Our Health Care history of reform for the past 60+ years has always carried with it the mantra of Socialized Medicine, screamed so loudly it drowns out talk of anything else. The fear of anything other than the status quo is always met with the most dire of consequences and usually it's enough to kill any further discussion.

That we've come this far in our quest for Health Care reform is a miracle, since it's been so furiously shot down so viciously for so long.

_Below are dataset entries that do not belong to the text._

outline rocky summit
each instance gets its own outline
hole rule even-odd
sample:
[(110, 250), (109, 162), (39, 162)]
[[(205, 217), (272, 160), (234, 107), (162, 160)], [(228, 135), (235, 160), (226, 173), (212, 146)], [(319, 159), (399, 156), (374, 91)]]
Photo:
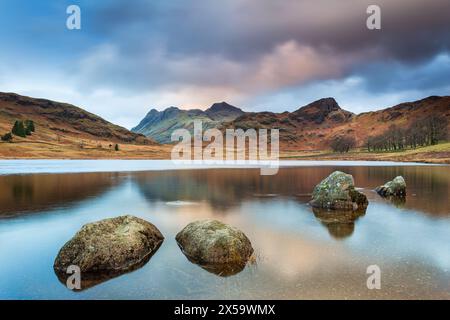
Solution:
[(200, 109), (184, 110), (169, 107), (163, 111), (150, 110), (141, 122), (131, 129), (144, 134), (160, 143), (171, 143), (171, 134), (176, 129), (192, 132), (194, 121), (201, 121), (203, 129), (219, 128), (223, 123), (243, 115), (244, 111), (226, 102), (214, 103), (205, 111)]

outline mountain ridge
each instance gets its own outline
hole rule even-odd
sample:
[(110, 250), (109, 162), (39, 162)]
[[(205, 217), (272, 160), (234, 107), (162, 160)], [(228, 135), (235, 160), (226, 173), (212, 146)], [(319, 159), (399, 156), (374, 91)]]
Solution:
[(170, 143), (171, 131), (192, 130), (195, 120), (202, 121), (203, 128), (209, 129), (219, 127), (223, 122), (232, 121), (242, 114), (244, 111), (224, 101), (214, 103), (205, 111), (173, 106), (162, 111), (151, 109), (131, 131), (144, 134), (159, 143)]
[[(235, 110), (238, 111), (233, 113), (232, 111)], [(192, 130), (194, 120), (202, 121), (204, 130), (212, 127), (221, 130), (278, 128), (282, 148), (314, 150), (329, 148), (332, 139), (344, 135), (352, 136), (357, 146), (362, 146), (369, 136), (385, 132), (389, 125), (408, 126), (414, 119), (430, 114), (440, 114), (450, 123), (449, 110), (449, 96), (429, 96), (359, 114), (345, 110), (333, 97), (318, 99), (292, 112), (281, 113), (244, 112), (226, 102), (220, 102), (213, 104), (205, 111), (182, 110), (176, 107), (163, 111), (152, 109), (147, 114), (147, 119), (144, 118), (132, 131), (143, 133), (160, 143), (168, 143), (170, 130), (177, 128)], [(222, 111), (225, 114), (211, 121), (214, 118), (211, 115), (212, 112), (220, 114)], [(227, 112), (230, 113), (228, 117)], [(161, 121), (164, 123), (161, 124)]]
[(392, 107), (354, 114), (334, 98), (323, 98), (293, 112), (252, 112), (224, 124), (224, 128), (278, 128), (282, 149), (324, 150), (338, 136), (352, 136), (358, 147), (367, 138), (396, 125), (406, 128), (430, 115), (445, 117), (450, 125), (450, 96), (430, 96)]

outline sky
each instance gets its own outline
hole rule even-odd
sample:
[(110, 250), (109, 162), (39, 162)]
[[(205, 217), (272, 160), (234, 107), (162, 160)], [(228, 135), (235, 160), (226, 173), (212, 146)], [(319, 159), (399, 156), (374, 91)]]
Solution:
[[(371, 4), (380, 30), (366, 27)], [(0, 26), (0, 91), (126, 128), (170, 106), (334, 97), (360, 113), (450, 95), (449, 0), (1, 0)]]

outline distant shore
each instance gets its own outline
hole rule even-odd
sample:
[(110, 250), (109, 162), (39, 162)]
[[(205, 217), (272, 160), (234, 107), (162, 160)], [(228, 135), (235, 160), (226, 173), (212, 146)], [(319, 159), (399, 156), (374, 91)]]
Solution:
[[(118, 151), (86, 146), (58, 145), (48, 142), (0, 143), (0, 159), (136, 159), (168, 160), (172, 145), (121, 144)], [(336, 160), (336, 161), (395, 161), (450, 164), (450, 143), (441, 143), (397, 152), (367, 152), (355, 150), (348, 153), (324, 151), (281, 150), (280, 160)]]
[(360, 160), (360, 161), (395, 161), (421, 162), (433, 164), (450, 164), (450, 143), (441, 143), (417, 149), (397, 152), (367, 152), (366, 150), (348, 153), (332, 153), (330, 151), (282, 152), (283, 160)]

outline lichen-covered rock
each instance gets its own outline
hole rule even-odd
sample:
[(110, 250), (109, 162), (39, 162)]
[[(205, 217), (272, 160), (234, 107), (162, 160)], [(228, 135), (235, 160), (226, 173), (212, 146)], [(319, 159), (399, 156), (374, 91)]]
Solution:
[(220, 270), (218, 265), (245, 266), (253, 253), (242, 231), (216, 220), (192, 222), (176, 235), (176, 240), (190, 261), (207, 270)]
[(379, 186), (375, 191), (383, 197), (404, 197), (406, 196), (406, 182), (402, 176), (394, 178), (394, 180), (386, 182), (384, 185)]
[(65, 273), (75, 265), (82, 275), (126, 272), (148, 261), (163, 240), (153, 224), (129, 215), (89, 223), (61, 248), (54, 269)]
[(350, 174), (335, 171), (314, 188), (310, 204), (314, 208), (358, 211), (367, 208), (369, 202), (355, 189)]

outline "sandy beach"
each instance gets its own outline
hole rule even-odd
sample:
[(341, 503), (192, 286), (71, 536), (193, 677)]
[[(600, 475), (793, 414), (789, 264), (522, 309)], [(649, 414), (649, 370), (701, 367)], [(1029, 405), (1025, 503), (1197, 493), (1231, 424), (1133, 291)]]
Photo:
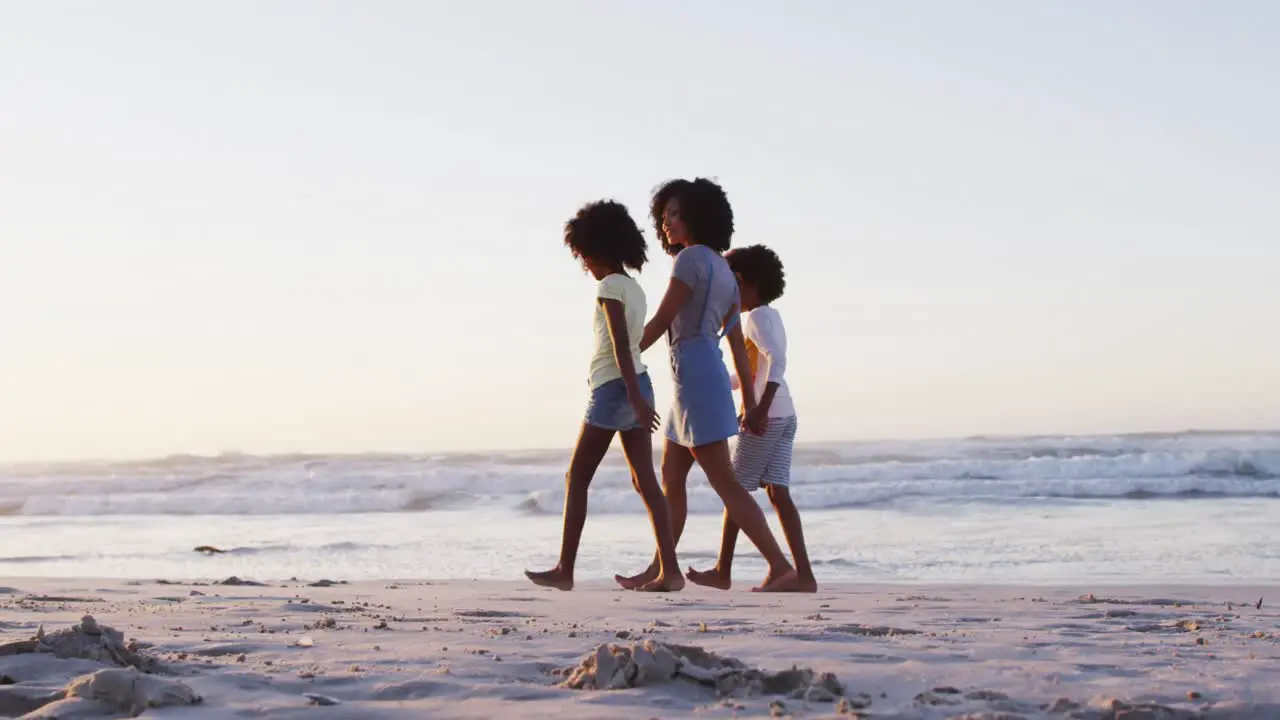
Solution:
[(1280, 717), (1277, 587), (3, 584), (5, 717)]

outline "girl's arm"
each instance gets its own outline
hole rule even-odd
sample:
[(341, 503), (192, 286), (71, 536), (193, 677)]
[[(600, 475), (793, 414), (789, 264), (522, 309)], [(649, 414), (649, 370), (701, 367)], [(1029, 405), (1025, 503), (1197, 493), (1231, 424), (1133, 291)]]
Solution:
[(627, 400), (636, 411), (636, 417), (650, 430), (658, 429), (658, 413), (640, 392), (640, 379), (636, 375), (635, 359), (631, 357), (631, 337), (627, 333), (627, 315), (622, 302), (600, 298), (605, 320), (609, 323), (609, 336), (613, 338), (613, 359), (622, 371), (622, 382), (627, 387)]
[(683, 280), (672, 277), (671, 282), (667, 283), (667, 293), (662, 296), (658, 311), (644, 326), (644, 335), (640, 338), (640, 352), (648, 350), (658, 342), (658, 338), (662, 337), (671, 327), (671, 322), (676, 319), (676, 313), (680, 312), (680, 308), (684, 307), (691, 297), (693, 297), (693, 288), (686, 285)]

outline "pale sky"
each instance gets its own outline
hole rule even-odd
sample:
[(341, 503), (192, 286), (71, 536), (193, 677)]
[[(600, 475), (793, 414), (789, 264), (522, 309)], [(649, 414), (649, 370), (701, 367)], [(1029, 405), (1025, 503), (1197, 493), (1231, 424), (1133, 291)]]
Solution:
[(563, 223), (699, 175), (803, 439), (1280, 426), (1277, 71), (1262, 0), (0, 0), (0, 460), (567, 447)]

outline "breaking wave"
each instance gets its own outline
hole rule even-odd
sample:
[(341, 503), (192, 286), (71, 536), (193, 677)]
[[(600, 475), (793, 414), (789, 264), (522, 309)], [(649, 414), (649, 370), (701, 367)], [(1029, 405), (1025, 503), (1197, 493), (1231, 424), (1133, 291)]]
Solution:
[[(505, 507), (559, 513), (568, 453), (174, 456), (0, 467), (0, 515), (331, 515)], [(698, 470), (690, 510), (722, 505)], [(1195, 500), (1280, 497), (1280, 433), (978, 437), (797, 448), (802, 508), (916, 499)], [(763, 496), (761, 501), (765, 502)], [(592, 485), (593, 513), (643, 512), (620, 457)]]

Take for example this Lincoln Day address from February 10, 1949, given by Isolationist/Republican Senator Arthur Vandenberg when talk of Health Care reform comes around:

Sen. Vandenberg: “There is a vast propaganda today for Socialized Medicine. I think it would destroy precious personal relationships in the American way of life. That it would produce wholesale mediocrity in the skills which serve the sick. And saddle us with a new and appalling bureaucracy. But this does require me to blind my eyes to the existence of a crushing and well neigh universal sick problem in lives of millions of our citizens. It is a problem that must be met but we have a choice of methods; one is voluntary and therefore typically American. The other is involuntary and therefore typically bureaucratic. The latter is socialized Medicine. The former is cooperative Medicine. I expect the American people and the Republican Party to choose the former. I want my party to look at the great humanitarian cooperative efforts of the Blue Cross for example, which represents cooperation and not compulsion.”

That the argument, even in 1949, is so filled with fear and falsehoods that any reasonable person would question the speakers motives. That he speaks so highly of Blue Cross is an indication. This was during a time Blue Cross didn't have the strangle hold over the Health Care Industry they do now. Yet then, as now the blatant fear and dire consuequences is the same.

The stranglehold however, is a lot firmer.